OMAHA, Neb. (AP) — This is the house that Hal built.
But he's not done yet.
Chancellor Harold Maurer has transformed the University of Nebraska Medical Center into a modern teaching, research and clinical complex, its vibrant campus alive with gleaming new buildings and enhanced academic prowess.
And another transformation is rapidly approaching just over the horizon.

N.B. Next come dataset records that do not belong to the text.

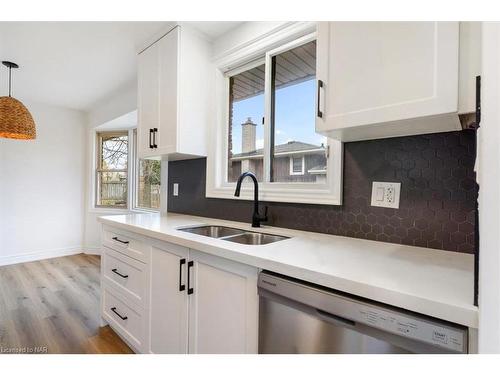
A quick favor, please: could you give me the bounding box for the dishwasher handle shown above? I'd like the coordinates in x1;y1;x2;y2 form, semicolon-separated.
314;309;356;328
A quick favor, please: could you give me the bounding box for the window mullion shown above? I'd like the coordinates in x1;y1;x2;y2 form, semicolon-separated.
263;53;273;183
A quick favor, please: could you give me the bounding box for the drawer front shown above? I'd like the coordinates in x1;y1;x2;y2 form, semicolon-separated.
102;287;146;352
103;229;151;263
102;247;147;307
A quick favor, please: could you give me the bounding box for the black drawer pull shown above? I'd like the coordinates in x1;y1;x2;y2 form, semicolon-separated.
111;307;128;320
111;268;128;279
113;237;129;245
179;258;186;292
188;260;194;294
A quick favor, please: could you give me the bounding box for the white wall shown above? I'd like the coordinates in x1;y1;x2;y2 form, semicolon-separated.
478;22;500;353
212;21;289;59
0;102;87;265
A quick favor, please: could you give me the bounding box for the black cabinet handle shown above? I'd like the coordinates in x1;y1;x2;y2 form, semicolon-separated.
476;76;481;129
111;268;128;279
111;307;128;320
113;237;129;245
316;79;323;118
188;260;194;294
179;259;186;292
153;128;158;148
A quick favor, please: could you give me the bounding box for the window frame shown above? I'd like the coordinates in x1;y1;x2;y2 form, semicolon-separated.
93;130;131;210
290;155;306;176
205;27;343;205
131;128;162;213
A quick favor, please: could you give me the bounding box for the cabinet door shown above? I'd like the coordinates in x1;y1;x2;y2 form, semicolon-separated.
189;250;259;354
137;44;160;158
156;27;180;154
150;243;189;354
316;22;459;136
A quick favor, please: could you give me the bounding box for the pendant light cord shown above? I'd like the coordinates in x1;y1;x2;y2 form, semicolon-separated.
9;66;12;98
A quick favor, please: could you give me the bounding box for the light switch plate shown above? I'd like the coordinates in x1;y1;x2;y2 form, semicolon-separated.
372;181;401;208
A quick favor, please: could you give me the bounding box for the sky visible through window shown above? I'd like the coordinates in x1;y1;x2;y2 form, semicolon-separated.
229;79;326;154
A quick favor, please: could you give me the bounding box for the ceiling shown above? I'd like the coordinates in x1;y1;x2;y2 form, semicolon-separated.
0;22;241;111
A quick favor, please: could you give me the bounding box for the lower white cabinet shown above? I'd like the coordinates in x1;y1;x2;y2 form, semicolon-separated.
101;227;259;354
189;250;259;354
149;243;258;354
150;243;189;354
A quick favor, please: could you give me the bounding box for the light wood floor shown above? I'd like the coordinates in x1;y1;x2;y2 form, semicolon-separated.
0;254;132;354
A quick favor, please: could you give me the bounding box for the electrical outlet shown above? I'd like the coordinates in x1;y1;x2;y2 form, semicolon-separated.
372;181;401;208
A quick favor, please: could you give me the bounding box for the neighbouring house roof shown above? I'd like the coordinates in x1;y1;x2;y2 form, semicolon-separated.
231;141;325;160
307;165;326;174
232;41;316;102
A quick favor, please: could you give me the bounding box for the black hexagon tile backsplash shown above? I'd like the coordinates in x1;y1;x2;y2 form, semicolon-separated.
168;130;478;253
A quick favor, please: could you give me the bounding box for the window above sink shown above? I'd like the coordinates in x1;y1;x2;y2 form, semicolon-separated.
206;22;343;205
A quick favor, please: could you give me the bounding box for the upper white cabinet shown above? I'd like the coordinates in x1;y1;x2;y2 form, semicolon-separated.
316;22;480;141
458;22;482;113
137;25;213;160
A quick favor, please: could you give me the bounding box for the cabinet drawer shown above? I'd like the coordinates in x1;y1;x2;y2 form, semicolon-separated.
102;247;147;307
102;287;146;352
103;229;151;263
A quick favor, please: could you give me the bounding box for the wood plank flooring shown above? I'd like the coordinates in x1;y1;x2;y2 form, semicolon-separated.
0;254;132;354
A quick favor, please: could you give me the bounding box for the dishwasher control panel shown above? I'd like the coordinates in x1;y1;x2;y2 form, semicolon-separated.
358;306;467;352
258;272;468;353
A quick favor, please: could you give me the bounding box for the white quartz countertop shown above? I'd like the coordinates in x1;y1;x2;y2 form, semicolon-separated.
99;214;478;328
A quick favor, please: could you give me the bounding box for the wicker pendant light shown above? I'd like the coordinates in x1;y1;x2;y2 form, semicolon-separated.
0;61;36;139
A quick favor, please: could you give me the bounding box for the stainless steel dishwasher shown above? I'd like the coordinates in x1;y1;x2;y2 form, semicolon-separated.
258;271;468;354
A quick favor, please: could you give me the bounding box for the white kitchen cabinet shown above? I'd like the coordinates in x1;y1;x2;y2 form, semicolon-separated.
458;22;482;113
189;250;259;354
316;22;480;141
150;243;189;354
137;25;213;160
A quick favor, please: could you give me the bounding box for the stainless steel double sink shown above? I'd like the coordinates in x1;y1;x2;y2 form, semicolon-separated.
178;225;290;245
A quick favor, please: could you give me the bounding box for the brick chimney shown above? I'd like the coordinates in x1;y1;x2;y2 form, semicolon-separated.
241;117;257;152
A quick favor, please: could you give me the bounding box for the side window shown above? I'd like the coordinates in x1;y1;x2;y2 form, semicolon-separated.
270;40;327;183
95;131;129;208
227;65;265;182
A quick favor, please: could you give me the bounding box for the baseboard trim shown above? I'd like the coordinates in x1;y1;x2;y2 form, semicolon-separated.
0;246;83;266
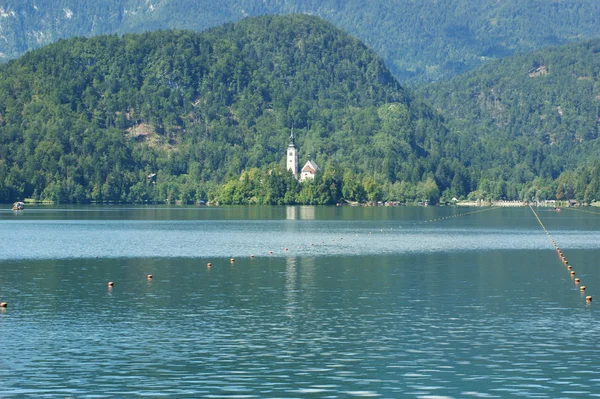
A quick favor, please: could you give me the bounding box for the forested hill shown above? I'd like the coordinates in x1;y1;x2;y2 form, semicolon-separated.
0;0;600;83
421;40;600;202
0;15;452;202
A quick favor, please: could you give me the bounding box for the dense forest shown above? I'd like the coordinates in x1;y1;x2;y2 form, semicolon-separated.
0;14;600;204
0;0;600;84
0;15;470;203
420;40;600;202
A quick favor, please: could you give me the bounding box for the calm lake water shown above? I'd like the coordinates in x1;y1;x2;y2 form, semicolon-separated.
0;206;600;398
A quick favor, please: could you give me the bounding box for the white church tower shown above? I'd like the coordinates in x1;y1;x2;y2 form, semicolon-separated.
286;129;298;178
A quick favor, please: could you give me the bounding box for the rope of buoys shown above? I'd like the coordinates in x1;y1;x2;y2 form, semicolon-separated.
529;205;592;303
563;207;600;216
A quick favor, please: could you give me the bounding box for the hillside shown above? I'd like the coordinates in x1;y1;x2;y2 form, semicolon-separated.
420;40;600;200
0;15;454;202
0;0;600;84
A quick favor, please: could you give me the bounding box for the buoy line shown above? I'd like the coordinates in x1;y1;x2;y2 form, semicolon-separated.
97;207;502;307
561;208;600;216
529;205;592;303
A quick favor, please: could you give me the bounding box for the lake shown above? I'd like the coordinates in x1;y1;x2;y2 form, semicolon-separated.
0;206;600;398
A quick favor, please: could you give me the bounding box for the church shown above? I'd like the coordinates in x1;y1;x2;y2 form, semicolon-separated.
287;130;319;182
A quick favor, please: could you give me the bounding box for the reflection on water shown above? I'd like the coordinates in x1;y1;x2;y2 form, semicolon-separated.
0;207;600;398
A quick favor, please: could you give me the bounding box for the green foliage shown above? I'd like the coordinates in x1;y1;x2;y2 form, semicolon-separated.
420;40;600;202
0;15;454;204
0;0;600;83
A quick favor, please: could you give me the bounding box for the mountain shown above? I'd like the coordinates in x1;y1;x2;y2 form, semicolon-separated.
0;0;600;84
0;15;452;202
420;40;600;202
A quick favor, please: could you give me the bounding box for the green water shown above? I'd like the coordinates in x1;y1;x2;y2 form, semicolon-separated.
0;207;600;398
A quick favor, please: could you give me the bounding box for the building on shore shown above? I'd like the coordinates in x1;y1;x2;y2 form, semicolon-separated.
286;130;319;182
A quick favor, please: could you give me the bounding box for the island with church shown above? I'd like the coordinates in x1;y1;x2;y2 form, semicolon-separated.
286;130;319;182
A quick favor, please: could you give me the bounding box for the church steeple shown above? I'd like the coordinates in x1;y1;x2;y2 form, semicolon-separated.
286;128;298;178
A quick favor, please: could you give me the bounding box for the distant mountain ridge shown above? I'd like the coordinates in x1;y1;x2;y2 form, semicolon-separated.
0;0;600;84
0;15;452;206
420;40;600;202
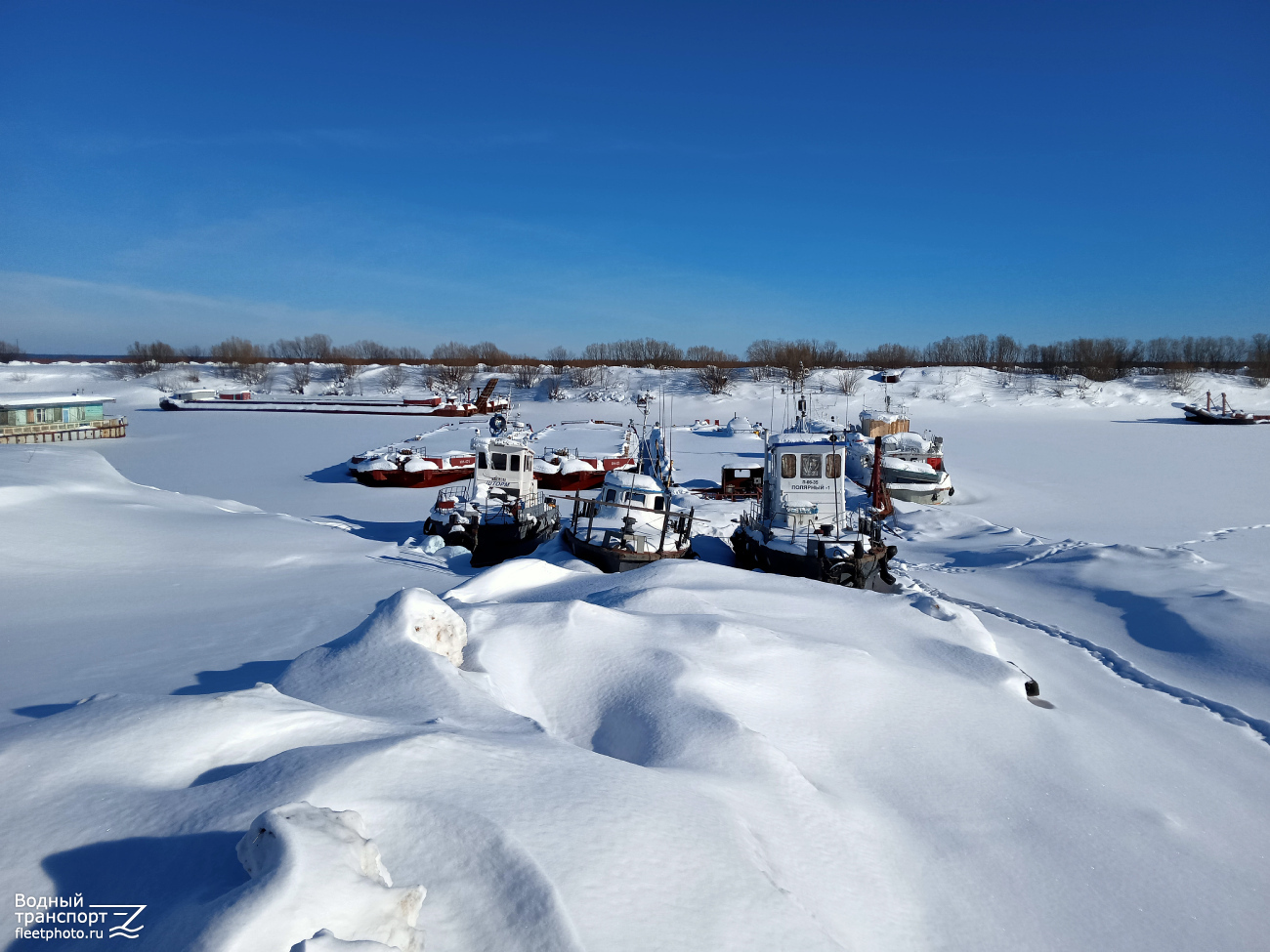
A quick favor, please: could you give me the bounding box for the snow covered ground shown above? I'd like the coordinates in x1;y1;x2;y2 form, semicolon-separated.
0;365;1270;949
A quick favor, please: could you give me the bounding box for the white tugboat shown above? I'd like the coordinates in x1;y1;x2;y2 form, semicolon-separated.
846;400;956;505
732;398;896;589
423;419;560;567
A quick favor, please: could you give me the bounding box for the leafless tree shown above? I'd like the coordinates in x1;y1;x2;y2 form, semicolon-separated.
683;344;738;364
512;363;540;390
128;340;177;377
838;367;865;396
435;364;477;393
696;364;732;394
547;347;571;377
291;363;313;393
233;360;274;388
1164;365;1195;396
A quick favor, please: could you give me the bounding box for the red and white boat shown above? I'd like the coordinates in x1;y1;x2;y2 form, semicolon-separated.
533;451;635;492
533;428;639;492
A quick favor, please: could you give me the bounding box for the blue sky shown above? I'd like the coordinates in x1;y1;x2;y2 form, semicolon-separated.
0;0;1270;352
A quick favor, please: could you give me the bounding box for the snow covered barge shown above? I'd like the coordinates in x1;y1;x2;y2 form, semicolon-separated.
0;393;128;443
423;427;560;567
732;400;896;589
560;471;696;572
533;428;639;492
348;440;477;489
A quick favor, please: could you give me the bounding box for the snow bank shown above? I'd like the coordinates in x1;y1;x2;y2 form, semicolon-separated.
291;930;390;952
276;586;522;728
191;803;426;952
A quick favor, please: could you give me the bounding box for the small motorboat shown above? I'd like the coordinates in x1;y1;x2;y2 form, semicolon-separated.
423;433;560;567
348;440;477;489
845;405;956;505
560;470;696;572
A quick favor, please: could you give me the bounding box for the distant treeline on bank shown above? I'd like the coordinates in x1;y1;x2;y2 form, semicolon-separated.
0;334;1270;381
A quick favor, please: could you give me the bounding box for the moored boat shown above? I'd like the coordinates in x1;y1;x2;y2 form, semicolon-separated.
348;443;477;489
1182;391;1270;426
560;470;696;572
732;400;896;588
845;407;956;505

Maurer will leave his post as chancellor June 30 after almost 15 years at the helm to join the University of Nebraska Foundation and spearhead fundraising for a $370 million cancer research and treatment center that will lift UNMC into new territory.
"It will raise the bar for the whole campus," Maurer said last week during an hour-long interview in his office on a cloudy afternoon that promised more rain than it delivered.
"This will transform the campus into a community of outstanding clinicians, scientists and educators," Maurer said.
"It will move us from an excellent to an outstanding Medical Center."
With state government already having pledged $50 million to the project and assurances that the Med Center hospital can assume and rapidly liquidate $120 million in debt, the responsibility for raising the remaining $200 million rests in Maurer's hands.
He is the visionary and builder.
And he is the rainmaker.
Maurer already has raised more than $400 million for construction of new facilities all over the campus, including the Durham Research Center's two towers, a breakthrough advancement for UNMC that houses both scientists and the future.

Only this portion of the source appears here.